![]()
From: Bill Moseley (moseley@hank.org)
Date: Thu Jan 24 2002 - 19:29:58 CST
At 02:22 PM 01/24/02 -0800, Diwakar Kannan wrote:
>Hi
>
>I need some ideas on how to hook up a search engine to hypermail archives.
I can offer two suggestions. One would be to use swish-e
(http://swish-e.org) and use the CGI script and the included script for
parsing hypermail archives.
The other option is a script I use to manage a number of hypermail archives
which also adds a search box to the archive lists, and manages reindexing
and so on. It needs to be updated for archives that are split into
directories.
If you want reasonably untested code, and unedited docs I can offer up this
script:
> pod2text mail_archive.pl
NAME
mail_archive.pl - Creates and indexes a hypermail archive
SYNOPSIS
mail_archive.pl [options]
Options:
--mode=[create|update|index]
--chdir=dir cd to "dir"
--config=file lists config (default: lists.conf)
--help brief docs
--man full documentation
--test show what would happen
--verbose
DESCRIPTION
make_archive.pl creates and updates hypermail archives, and is designed
to manange a number of different lists (all configured within a single
configuration file). It also is designed to assist in indexing the
archives for searching with swish-e. Swish-e, and associated files must
be installed.
This script is not designed for use with a very large number of lists,
or where there's a high volume of email traffic, due to the startup
costs of perl.
If you are reading this with the --man option, you might find the
formatting better if you run
perldoc mail_archive.pl
The program can be run in one of three modes:
create mode
In create mode the program scans the list configuration file
(lists.conf by default) and create an archive directory for each
defined list that doesn't already exist. A hypermail configuration
file is written to this directory, and a symlink it created to the
search CGI script.
If a mailbox directory is defined in the config file (lists.conf) all
mailbox files are imported into the newly created hypermail archive.

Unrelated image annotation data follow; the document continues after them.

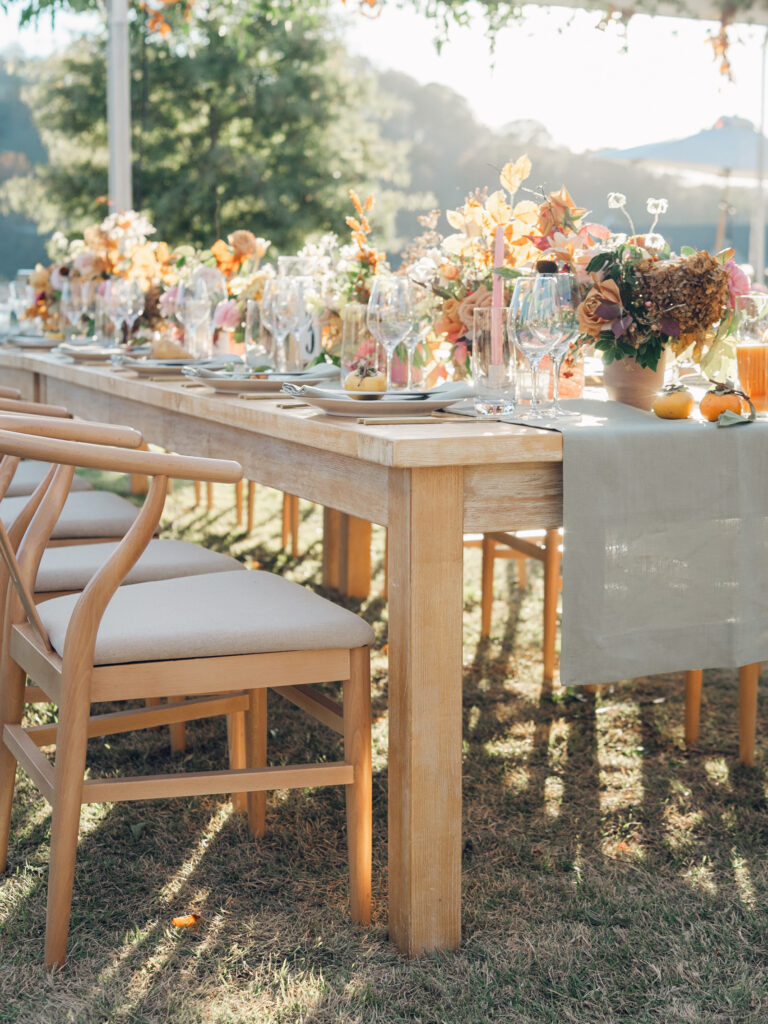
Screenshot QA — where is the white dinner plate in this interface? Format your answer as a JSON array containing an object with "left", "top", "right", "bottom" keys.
[{"left": 290, "top": 388, "right": 456, "bottom": 419}]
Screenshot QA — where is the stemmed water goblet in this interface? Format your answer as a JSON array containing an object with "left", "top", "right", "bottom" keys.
[
  {"left": 507, "top": 274, "right": 560, "bottom": 420},
  {"left": 176, "top": 279, "right": 211, "bottom": 355},
  {"left": 534, "top": 273, "right": 580, "bottom": 417},
  {"left": 366, "top": 275, "right": 414, "bottom": 391}
]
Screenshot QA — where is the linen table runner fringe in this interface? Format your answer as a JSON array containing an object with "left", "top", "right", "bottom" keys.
[{"left": 504, "top": 399, "right": 768, "bottom": 685}]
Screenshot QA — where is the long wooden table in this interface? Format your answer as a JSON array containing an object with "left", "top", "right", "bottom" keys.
[{"left": 0, "top": 350, "right": 562, "bottom": 955}]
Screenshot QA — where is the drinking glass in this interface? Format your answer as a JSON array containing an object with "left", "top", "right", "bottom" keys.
[
  {"left": 535, "top": 273, "right": 581, "bottom": 417},
  {"left": 270, "top": 278, "right": 304, "bottom": 373},
  {"left": 507, "top": 274, "right": 560, "bottom": 420},
  {"left": 103, "top": 278, "right": 131, "bottom": 344},
  {"left": 246, "top": 299, "right": 274, "bottom": 369},
  {"left": 366, "top": 276, "right": 414, "bottom": 391},
  {"left": 472, "top": 306, "right": 515, "bottom": 416},
  {"left": 176, "top": 279, "right": 211, "bottom": 357}
]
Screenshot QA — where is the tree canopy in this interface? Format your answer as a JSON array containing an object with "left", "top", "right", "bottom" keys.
[{"left": 5, "top": 0, "right": 415, "bottom": 249}]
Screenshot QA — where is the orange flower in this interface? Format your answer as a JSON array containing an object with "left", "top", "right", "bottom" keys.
[
  {"left": 577, "top": 274, "right": 624, "bottom": 338},
  {"left": 211, "top": 239, "right": 243, "bottom": 278},
  {"left": 459, "top": 285, "right": 494, "bottom": 331},
  {"left": 434, "top": 299, "right": 465, "bottom": 341},
  {"left": 539, "top": 185, "right": 587, "bottom": 238}
]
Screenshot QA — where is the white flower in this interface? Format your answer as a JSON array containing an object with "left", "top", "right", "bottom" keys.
[{"left": 645, "top": 199, "right": 670, "bottom": 217}]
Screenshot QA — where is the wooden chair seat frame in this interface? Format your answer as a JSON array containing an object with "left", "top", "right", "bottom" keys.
[{"left": 0, "top": 430, "right": 372, "bottom": 967}]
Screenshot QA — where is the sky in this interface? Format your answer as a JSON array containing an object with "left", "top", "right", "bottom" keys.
[{"left": 0, "top": 0, "right": 765, "bottom": 152}]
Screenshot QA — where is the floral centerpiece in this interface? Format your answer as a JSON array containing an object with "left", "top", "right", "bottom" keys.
[
  {"left": 403, "top": 155, "right": 610, "bottom": 385},
  {"left": 579, "top": 193, "right": 750, "bottom": 370}
]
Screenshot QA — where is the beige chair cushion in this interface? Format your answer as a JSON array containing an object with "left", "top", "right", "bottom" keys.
[
  {"left": 0, "top": 490, "right": 138, "bottom": 541},
  {"left": 38, "top": 571, "right": 374, "bottom": 665},
  {"left": 35, "top": 541, "right": 245, "bottom": 594},
  {"left": 5, "top": 459, "right": 92, "bottom": 498}
]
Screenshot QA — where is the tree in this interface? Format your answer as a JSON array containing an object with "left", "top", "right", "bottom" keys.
[{"left": 5, "top": 0, "right": 407, "bottom": 250}]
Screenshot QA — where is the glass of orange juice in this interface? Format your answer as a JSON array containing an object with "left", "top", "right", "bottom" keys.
[{"left": 735, "top": 292, "right": 768, "bottom": 413}]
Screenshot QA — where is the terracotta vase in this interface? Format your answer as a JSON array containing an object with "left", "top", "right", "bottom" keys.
[{"left": 603, "top": 356, "right": 665, "bottom": 412}]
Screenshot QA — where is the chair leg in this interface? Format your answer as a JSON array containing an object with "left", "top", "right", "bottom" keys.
[
  {"left": 45, "top": 687, "right": 88, "bottom": 968},
  {"left": 685, "top": 669, "right": 703, "bottom": 746},
  {"left": 480, "top": 537, "right": 499, "bottom": 639},
  {"left": 226, "top": 711, "right": 248, "bottom": 814},
  {"left": 246, "top": 689, "right": 266, "bottom": 839},
  {"left": 344, "top": 647, "right": 373, "bottom": 925},
  {"left": 738, "top": 662, "right": 760, "bottom": 765},
  {"left": 247, "top": 480, "right": 256, "bottom": 534},
  {"left": 166, "top": 697, "right": 186, "bottom": 754},
  {"left": 291, "top": 495, "right": 299, "bottom": 558},
  {"left": 283, "top": 494, "right": 293, "bottom": 551},
  {"left": 234, "top": 480, "right": 243, "bottom": 526},
  {"left": 0, "top": 657, "right": 27, "bottom": 873},
  {"left": 544, "top": 529, "right": 561, "bottom": 682}
]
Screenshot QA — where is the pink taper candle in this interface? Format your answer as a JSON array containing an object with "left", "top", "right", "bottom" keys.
[{"left": 490, "top": 224, "right": 504, "bottom": 367}]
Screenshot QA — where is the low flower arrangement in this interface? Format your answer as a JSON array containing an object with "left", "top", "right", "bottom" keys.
[{"left": 579, "top": 193, "right": 750, "bottom": 372}]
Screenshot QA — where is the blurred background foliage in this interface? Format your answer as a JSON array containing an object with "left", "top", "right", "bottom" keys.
[{"left": 0, "top": 0, "right": 752, "bottom": 274}]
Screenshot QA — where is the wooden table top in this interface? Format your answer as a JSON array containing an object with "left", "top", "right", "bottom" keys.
[{"left": 0, "top": 348, "right": 562, "bottom": 468}]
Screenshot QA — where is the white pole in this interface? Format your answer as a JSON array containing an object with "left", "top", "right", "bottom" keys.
[
  {"left": 106, "top": 0, "right": 133, "bottom": 213},
  {"left": 750, "top": 29, "right": 768, "bottom": 285}
]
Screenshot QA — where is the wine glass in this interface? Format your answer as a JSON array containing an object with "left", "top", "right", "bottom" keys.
[
  {"left": 270, "top": 278, "right": 304, "bottom": 373},
  {"left": 176, "top": 278, "right": 211, "bottom": 355},
  {"left": 366, "top": 276, "right": 414, "bottom": 391},
  {"left": 535, "top": 273, "right": 580, "bottom": 417},
  {"left": 246, "top": 299, "right": 274, "bottom": 370},
  {"left": 58, "top": 279, "right": 80, "bottom": 334},
  {"left": 103, "top": 278, "right": 131, "bottom": 344},
  {"left": 507, "top": 274, "right": 560, "bottom": 420},
  {"left": 125, "top": 281, "right": 146, "bottom": 340}
]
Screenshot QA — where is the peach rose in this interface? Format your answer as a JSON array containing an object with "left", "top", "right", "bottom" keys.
[
  {"left": 539, "top": 185, "right": 587, "bottom": 239},
  {"left": 459, "top": 285, "right": 494, "bottom": 331},
  {"left": 434, "top": 299, "right": 465, "bottom": 341},
  {"left": 577, "top": 276, "right": 624, "bottom": 338}
]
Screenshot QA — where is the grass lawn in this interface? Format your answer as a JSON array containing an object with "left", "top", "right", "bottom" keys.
[{"left": 0, "top": 475, "right": 768, "bottom": 1024}]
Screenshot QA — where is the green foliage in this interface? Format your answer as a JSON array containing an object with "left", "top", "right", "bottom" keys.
[{"left": 6, "top": 0, "right": 408, "bottom": 250}]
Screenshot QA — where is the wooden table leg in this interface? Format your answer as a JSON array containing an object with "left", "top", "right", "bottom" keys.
[
  {"left": 738, "top": 662, "right": 760, "bottom": 765},
  {"left": 339, "top": 514, "right": 373, "bottom": 601},
  {"left": 389, "top": 467, "right": 463, "bottom": 956},
  {"left": 685, "top": 669, "right": 703, "bottom": 746},
  {"left": 323, "top": 507, "right": 342, "bottom": 590}
]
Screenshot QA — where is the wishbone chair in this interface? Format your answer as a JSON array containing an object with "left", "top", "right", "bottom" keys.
[
  {"left": 0, "top": 430, "right": 373, "bottom": 967},
  {"left": 0, "top": 414, "right": 246, "bottom": 757}
]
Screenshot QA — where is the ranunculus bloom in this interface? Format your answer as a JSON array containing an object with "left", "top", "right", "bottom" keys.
[
  {"left": 459, "top": 285, "right": 494, "bottom": 331},
  {"left": 577, "top": 278, "right": 624, "bottom": 338},
  {"left": 213, "top": 299, "right": 242, "bottom": 331},
  {"left": 30, "top": 263, "right": 50, "bottom": 292},
  {"left": 72, "top": 249, "right": 106, "bottom": 278},
  {"left": 440, "top": 263, "right": 462, "bottom": 281},
  {"left": 434, "top": 299, "right": 466, "bottom": 341},
  {"left": 539, "top": 185, "right": 587, "bottom": 238},
  {"left": 725, "top": 259, "right": 751, "bottom": 309},
  {"left": 226, "top": 230, "right": 257, "bottom": 257}
]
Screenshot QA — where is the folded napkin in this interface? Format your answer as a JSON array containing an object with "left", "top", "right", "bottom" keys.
[{"left": 493, "top": 399, "right": 768, "bottom": 685}]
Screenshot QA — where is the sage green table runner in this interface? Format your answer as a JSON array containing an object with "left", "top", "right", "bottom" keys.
[{"left": 504, "top": 399, "right": 768, "bottom": 685}]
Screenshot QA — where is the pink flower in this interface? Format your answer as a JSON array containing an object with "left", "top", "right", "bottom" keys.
[
  {"left": 213, "top": 299, "right": 242, "bottom": 331},
  {"left": 158, "top": 285, "right": 178, "bottom": 319},
  {"left": 725, "top": 259, "right": 752, "bottom": 309}
]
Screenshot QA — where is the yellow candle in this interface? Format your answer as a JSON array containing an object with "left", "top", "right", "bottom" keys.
[{"left": 736, "top": 344, "right": 768, "bottom": 413}]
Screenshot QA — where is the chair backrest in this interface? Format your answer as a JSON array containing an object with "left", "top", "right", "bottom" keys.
[{"left": 0, "top": 429, "right": 243, "bottom": 680}]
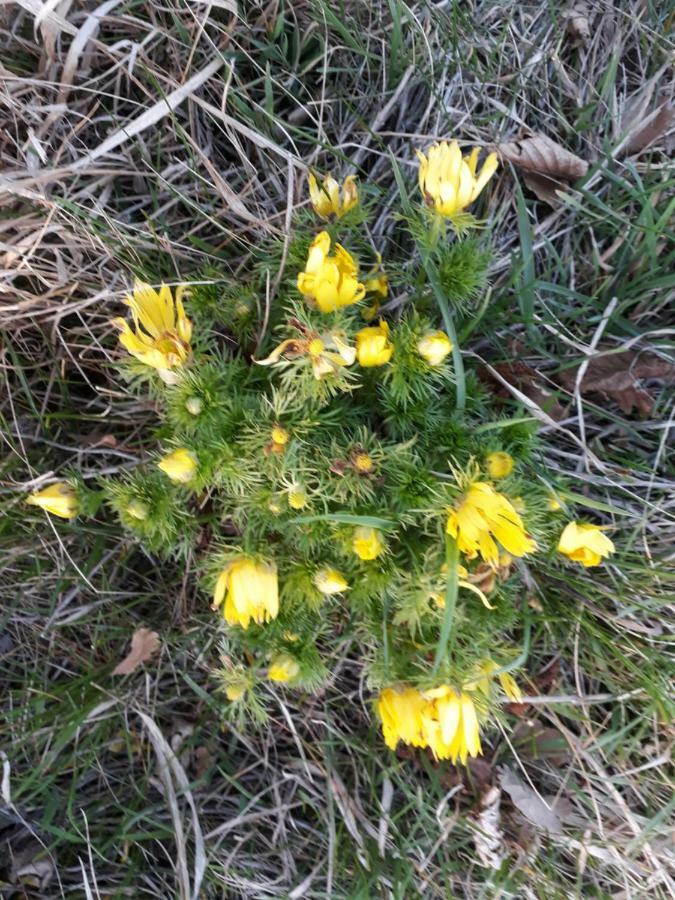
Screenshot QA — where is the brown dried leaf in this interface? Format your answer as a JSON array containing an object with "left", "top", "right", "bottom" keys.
[
  {"left": 499, "top": 767, "right": 563, "bottom": 834},
  {"left": 621, "top": 100, "right": 675, "bottom": 156},
  {"left": 112, "top": 628, "right": 159, "bottom": 675},
  {"left": 559, "top": 350, "right": 675, "bottom": 418},
  {"left": 564, "top": 3, "right": 591, "bottom": 47},
  {"left": 497, "top": 132, "right": 588, "bottom": 187}
]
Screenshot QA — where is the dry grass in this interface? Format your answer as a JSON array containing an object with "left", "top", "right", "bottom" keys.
[{"left": 0, "top": 0, "right": 675, "bottom": 898}]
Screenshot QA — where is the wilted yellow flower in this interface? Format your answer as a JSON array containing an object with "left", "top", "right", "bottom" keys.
[
  {"left": 213, "top": 556, "right": 279, "bottom": 628},
  {"left": 112, "top": 281, "right": 192, "bottom": 384},
  {"left": 127, "top": 500, "right": 150, "bottom": 522},
  {"left": 313, "top": 567, "right": 349, "bottom": 597},
  {"left": 423, "top": 685, "right": 483, "bottom": 765},
  {"left": 352, "top": 525, "right": 384, "bottom": 561},
  {"left": 267, "top": 653, "right": 300, "bottom": 682},
  {"left": 26, "top": 481, "right": 79, "bottom": 519},
  {"left": 157, "top": 447, "right": 197, "bottom": 484},
  {"left": 225, "top": 684, "right": 246, "bottom": 703},
  {"left": 415, "top": 141, "right": 497, "bottom": 219},
  {"left": 417, "top": 331, "right": 452, "bottom": 366},
  {"left": 558, "top": 522, "right": 614, "bottom": 568},
  {"left": 356, "top": 319, "right": 394, "bottom": 369},
  {"left": 254, "top": 330, "right": 356, "bottom": 380},
  {"left": 298, "top": 231, "right": 366, "bottom": 313},
  {"left": 377, "top": 687, "right": 427, "bottom": 750},
  {"left": 288, "top": 487, "right": 307, "bottom": 510},
  {"left": 446, "top": 481, "right": 537, "bottom": 566},
  {"left": 485, "top": 450, "right": 513, "bottom": 478},
  {"left": 272, "top": 425, "right": 290, "bottom": 446},
  {"left": 307, "top": 172, "right": 359, "bottom": 219},
  {"left": 377, "top": 685, "right": 482, "bottom": 763}
]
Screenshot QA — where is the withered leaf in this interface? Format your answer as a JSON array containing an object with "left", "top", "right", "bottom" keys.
[
  {"left": 478, "top": 362, "right": 564, "bottom": 422},
  {"left": 564, "top": 2, "right": 591, "bottom": 46},
  {"left": 497, "top": 132, "right": 588, "bottom": 180},
  {"left": 112, "top": 628, "right": 159, "bottom": 675},
  {"left": 559, "top": 350, "right": 675, "bottom": 418},
  {"left": 499, "top": 767, "right": 562, "bottom": 834}
]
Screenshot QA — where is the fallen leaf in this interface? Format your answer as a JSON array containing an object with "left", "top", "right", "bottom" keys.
[
  {"left": 499, "top": 767, "right": 562, "bottom": 834},
  {"left": 112, "top": 628, "right": 159, "bottom": 675},
  {"left": 497, "top": 132, "right": 588, "bottom": 187},
  {"left": 559, "top": 350, "right": 675, "bottom": 418},
  {"left": 563, "top": 3, "right": 591, "bottom": 47},
  {"left": 614, "top": 66, "right": 675, "bottom": 156},
  {"left": 478, "top": 362, "right": 565, "bottom": 422}
]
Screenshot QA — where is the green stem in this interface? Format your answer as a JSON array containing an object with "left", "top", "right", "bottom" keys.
[
  {"left": 422, "top": 253, "right": 466, "bottom": 416},
  {"left": 432, "top": 535, "right": 459, "bottom": 675}
]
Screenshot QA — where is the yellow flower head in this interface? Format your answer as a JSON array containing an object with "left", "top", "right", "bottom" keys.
[
  {"left": 377, "top": 687, "right": 428, "bottom": 750},
  {"left": 558, "top": 522, "right": 614, "bottom": 568},
  {"left": 213, "top": 556, "right": 279, "bottom": 628},
  {"left": 225, "top": 682, "right": 246, "bottom": 703},
  {"left": 298, "top": 231, "right": 366, "bottom": 313},
  {"left": 112, "top": 281, "right": 192, "bottom": 384},
  {"left": 127, "top": 499, "right": 150, "bottom": 522},
  {"left": 356, "top": 319, "right": 394, "bottom": 369},
  {"left": 157, "top": 447, "right": 197, "bottom": 484},
  {"left": 267, "top": 653, "right": 300, "bottom": 682},
  {"left": 313, "top": 567, "right": 349, "bottom": 597},
  {"left": 272, "top": 425, "right": 290, "bottom": 447},
  {"left": 446, "top": 481, "right": 537, "bottom": 566},
  {"left": 288, "top": 486, "right": 307, "bottom": 511},
  {"left": 308, "top": 172, "right": 359, "bottom": 219},
  {"left": 377, "top": 685, "right": 482, "bottom": 763},
  {"left": 352, "top": 525, "right": 385, "bottom": 561},
  {"left": 466, "top": 659, "right": 523, "bottom": 703},
  {"left": 417, "top": 331, "right": 452, "bottom": 366},
  {"left": 485, "top": 450, "right": 513, "bottom": 478},
  {"left": 415, "top": 141, "right": 497, "bottom": 219},
  {"left": 423, "top": 684, "right": 483, "bottom": 765},
  {"left": 254, "top": 330, "right": 356, "bottom": 380},
  {"left": 26, "top": 481, "right": 79, "bottom": 519}
]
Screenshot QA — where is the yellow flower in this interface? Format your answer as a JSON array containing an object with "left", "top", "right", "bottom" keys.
[
  {"left": 298, "top": 231, "right": 366, "bottom": 313},
  {"left": 308, "top": 172, "right": 359, "bottom": 219},
  {"left": 352, "top": 525, "right": 384, "bottom": 561},
  {"left": 313, "top": 567, "right": 349, "bottom": 597},
  {"left": 423, "top": 685, "right": 483, "bottom": 765},
  {"left": 377, "top": 687, "right": 427, "bottom": 750},
  {"left": 288, "top": 487, "right": 307, "bottom": 511},
  {"left": 356, "top": 319, "right": 394, "bottom": 369},
  {"left": 157, "top": 447, "right": 197, "bottom": 484},
  {"left": 26, "top": 481, "right": 78, "bottom": 519},
  {"left": 485, "top": 450, "right": 513, "bottom": 478},
  {"left": 112, "top": 281, "right": 192, "bottom": 384},
  {"left": 254, "top": 330, "right": 356, "bottom": 380},
  {"left": 415, "top": 141, "right": 497, "bottom": 219},
  {"left": 225, "top": 684, "right": 246, "bottom": 703},
  {"left": 558, "top": 522, "right": 614, "bottom": 568},
  {"left": 267, "top": 653, "right": 300, "bottom": 682},
  {"left": 127, "top": 500, "right": 150, "bottom": 522},
  {"left": 417, "top": 331, "right": 452, "bottom": 366},
  {"left": 213, "top": 556, "right": 279, "bottom": 628},
  {"left": 272, "top": 425, "right": 290, "bottom": 447},
  {"left": 446, "top": 481, "right": 537, "bottom": 566}
]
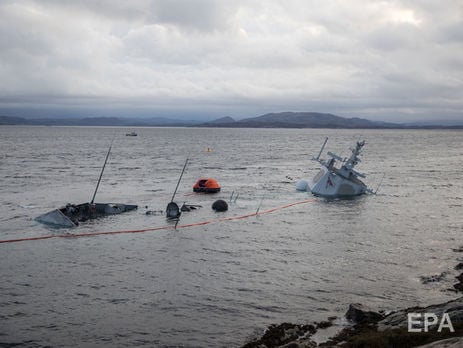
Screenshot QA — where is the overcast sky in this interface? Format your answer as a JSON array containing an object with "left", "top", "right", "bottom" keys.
[{"left": 0, "top": 0, "right": 463, "bottom": 121}]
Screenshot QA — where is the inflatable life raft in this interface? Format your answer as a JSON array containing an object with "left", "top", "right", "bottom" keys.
[{"left": 193, "top": 178, "right": 220, "bottom": 193}]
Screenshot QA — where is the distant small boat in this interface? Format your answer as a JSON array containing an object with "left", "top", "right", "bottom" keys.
[
  {"left": 296, "top": 138, "right": 372, "bottom": 197},
  {"left": 35, "top": 203, "right": 137, "bottom": 227},
  {"left": 193, "top": 178, "right": 220, "bottom": 193}
]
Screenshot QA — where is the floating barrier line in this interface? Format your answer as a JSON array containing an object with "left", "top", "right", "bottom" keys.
[{"left": 0, "top": 198, "right": 316, "bottom": 244}]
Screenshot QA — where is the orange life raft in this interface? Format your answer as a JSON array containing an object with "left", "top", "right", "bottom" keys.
[{"left": 193, "top": 178, "right": 220, "bottom": 193}]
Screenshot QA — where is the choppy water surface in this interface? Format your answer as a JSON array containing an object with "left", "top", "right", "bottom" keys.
[{"left": 0, "top": 127, "right": 463, "bottom": 347}]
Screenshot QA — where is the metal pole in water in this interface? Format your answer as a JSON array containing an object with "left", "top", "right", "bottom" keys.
[
  {"left": 170, "top": 158, "right": 188, "bottom": 202},
  {"left": 316, "top": 137, "right": 328, "bottom": 161},
  {"left": 90, "top": 137, "right": 114, "bottom": 204}
]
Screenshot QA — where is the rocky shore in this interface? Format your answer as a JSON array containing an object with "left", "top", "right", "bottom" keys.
[{"left": 242, "top": 247, "right": 463, "bottom": 348}]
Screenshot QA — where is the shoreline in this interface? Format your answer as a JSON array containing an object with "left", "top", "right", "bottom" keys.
[{"left": 241, "top": 246, "right": 463, "bottom": 348}]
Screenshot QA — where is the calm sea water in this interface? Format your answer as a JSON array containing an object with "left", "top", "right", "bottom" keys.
[{"left": 0, "top": 127, "right": 463, "bottom": 347}]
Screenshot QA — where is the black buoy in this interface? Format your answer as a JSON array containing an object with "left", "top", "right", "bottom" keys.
[
  {"left": 212, "top": 199, "right": 228, "bottom": 211},
  {"left": 166, "top": 202, "right": 181, "bottom": 219}
]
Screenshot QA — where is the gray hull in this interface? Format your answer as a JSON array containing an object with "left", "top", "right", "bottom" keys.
[{"left": 35, "top": 203, "right": 138, "bottom": 228}]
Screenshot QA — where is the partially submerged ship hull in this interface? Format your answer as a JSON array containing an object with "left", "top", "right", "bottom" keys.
[
  {"left": 35, "top": 203, "right": 138, "bottom": 228},
  {"left": 307, "top": 168, "right": 367, "bottom": 197}
]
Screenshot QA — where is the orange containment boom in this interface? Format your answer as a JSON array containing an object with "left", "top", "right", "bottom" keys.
[{"left": 193, "top": 178, "right": 220, "bottom": 193}]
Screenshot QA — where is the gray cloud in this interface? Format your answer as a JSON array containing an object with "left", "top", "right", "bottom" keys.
[{"left": 0, "top": 0, "right": 463, "bottom": 120}]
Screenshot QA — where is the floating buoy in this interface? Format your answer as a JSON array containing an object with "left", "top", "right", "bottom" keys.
[
  {"left": 166, "top": 202, "right": 181, "bottom": 219},
  {"left": 296, "top": 180, "right": 309, "bottom": 191},
  {"left": 212, "top": 199, "right": 228, "bottom": 211},
  {"left": 193, "top": 178, "right": 220, "bottom": 193}
]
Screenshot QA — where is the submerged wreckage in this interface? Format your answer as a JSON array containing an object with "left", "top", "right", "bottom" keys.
[
  {"left": 35, "top": 143, "right": 138, "bottom": 228},
  {"left": 296, "top": 138, "right": 372, "bottom": 198}
]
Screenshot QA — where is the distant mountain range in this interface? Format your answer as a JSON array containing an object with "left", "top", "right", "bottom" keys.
[{"left": 0, "top": 112, "right": 463, "bottom": 129}]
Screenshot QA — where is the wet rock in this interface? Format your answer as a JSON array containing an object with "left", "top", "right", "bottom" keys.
[
  {"left": 418, "top": 337, "right": 463, "bottom": 348},
  {"left": 420, "top": 272, "right": 447, "bottom": 284},
  {"left": 242, "top": 323, "right": 316, "bottom": 348},
  {"left": 346, "top": 303, "right": 384, "bottom": 323}
]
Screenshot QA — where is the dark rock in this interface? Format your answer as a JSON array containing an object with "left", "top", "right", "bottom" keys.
[
  {"left": 212, "top": 199, "right": 228, "bottom": 211},
  {"left": 346, "top": 303, "right": 383, "bottom": 323},
  {"left": 420, "top": 272, "right": 447, "bottom": 284},
  {"left": 419, "top": 337, "right": 463, "bottom": 348},
  {"left": 242, "top": 323, "right": 316, "bottom": 348}
]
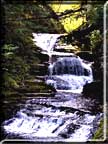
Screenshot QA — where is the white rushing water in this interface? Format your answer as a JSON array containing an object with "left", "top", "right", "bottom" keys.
[{"left": 3, "top": 33, "right": 101, "bottom": 142}]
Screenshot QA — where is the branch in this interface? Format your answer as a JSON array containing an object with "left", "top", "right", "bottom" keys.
[{"left": 58, "top": 7, "right": 86, "bottom": 18}]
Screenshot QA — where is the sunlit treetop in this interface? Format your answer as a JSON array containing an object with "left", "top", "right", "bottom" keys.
[{"left": 49, "top": 3, "right": 86, "bottom": 32}]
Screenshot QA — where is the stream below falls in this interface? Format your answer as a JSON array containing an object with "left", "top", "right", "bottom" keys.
[{"left": 2, "top": 33, "right": 103, "bottom": 142}]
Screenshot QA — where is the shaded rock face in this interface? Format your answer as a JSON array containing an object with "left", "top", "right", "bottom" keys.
[
  {"left": 82, "top": 81, "right": 103, "bottom": 102},
  {"left": 76, "top": 52, "right": 94, "bottom": 62}
]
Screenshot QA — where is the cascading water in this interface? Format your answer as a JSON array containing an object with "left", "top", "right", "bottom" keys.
[
  {"left": 3, "top": 34, "right": 102, "bottom": 142},
  {"left": 46, "top": 56, "right": 93, "bottom": 93}
]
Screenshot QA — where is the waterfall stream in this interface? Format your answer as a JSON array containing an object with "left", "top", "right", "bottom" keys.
[{"left": 3, "top": 34, "right": 103, "bottom": 142}]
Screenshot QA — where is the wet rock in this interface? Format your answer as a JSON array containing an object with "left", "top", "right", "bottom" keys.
[
  {"left": 82, "top": 81, "right": 103, "bottom": 102},
  {"left": 76, "top": 52, "right": 94, "bottom": 62}
]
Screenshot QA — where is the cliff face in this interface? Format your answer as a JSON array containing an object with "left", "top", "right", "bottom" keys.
[{"left": 2, "top": 2, "right": 65, "bottom": 94}]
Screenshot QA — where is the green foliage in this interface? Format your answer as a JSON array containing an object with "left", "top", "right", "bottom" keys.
[{"left": 90, "top": 30, "right": 102, "bottom": 51}]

The mailbox directory is defined by the mbox_dir setting:
mbox_dir = /path/to/my/mailboxes
No recursion is done when reading the mailbox directory. If a mailbox
file ends in .gz the file will be passed through `gzip(1)' with the
`-dc' flags.
By default, the program looks for mailbox files that match the
regular expression:
^(\d{6,6})(?:\.gz)?$
That is, it's expecting mbox files to look like:
200112
200111.gz
The pattern used to match files can be defined by the mbox_macth
configuration setting. If every file in `mbox_dir' is a mailbox, you
can use a pattern to match all files:
mbox_match = .
Capture parenthesis can be used to capture a *numeric* substring.
This string is used for sorting the mailbox files when reading in
messages (to help put the messages in numeric order by date). The
default pattern of:
^(\d{6,6})(?:\.gz)?$
Will extract out the six digits (year plus month) and use that for
sorting.
If the captured pattern is not numeric (or not used), then the file
name will be assigned the number zero with regard to sorting. A
warning will be issues if the captured pattern is not numeric. When
two files have the same numeric sort value they will be sorted by
file name.
Once created, the archive will be indexed by swish-e.
Example:
cd ~/archives
./mail_archive.pl --create --verbose
update mode
Update mode is used to read a *single* message from stdin, and route
it to the correct archive. This makes configuring with procmail
simple:
MAILDIR=$ARCHIVE_DIR
: 0w
| ./mail_archive.pl --mode=update
The mail_archive.pl program will return a non-zero exit status on
messages that are not delivered to a defined mailing list. A non-zero
return will cause procmail to continue processing for the message.
This allows non-defined mail to be delivered normally.
You can avoid this setup and use the more standard use of directing
mail to the archive via an aliases file, but this allows one command
to manage all lists.
This setup is not designed for a very large number of very high
volume lists.
index mode
Index mode is used to reindex the archive with swish-e. This allows
the use of cron to better control how often the archives are checked
for re-indexing. Only archives that have been added to since the last
indexing will be indexed again.
For example, to check every ten minutes:
0,10,20,30,40,50 * * * * ./mail_archive.pl --mode=index
--chdir=$HOME/archives
INSTALLATION
Create a top-level directory. All the individual list archives will be
created below this directory. The idea is that all paths can then be
relative which makes relocating the archives easy.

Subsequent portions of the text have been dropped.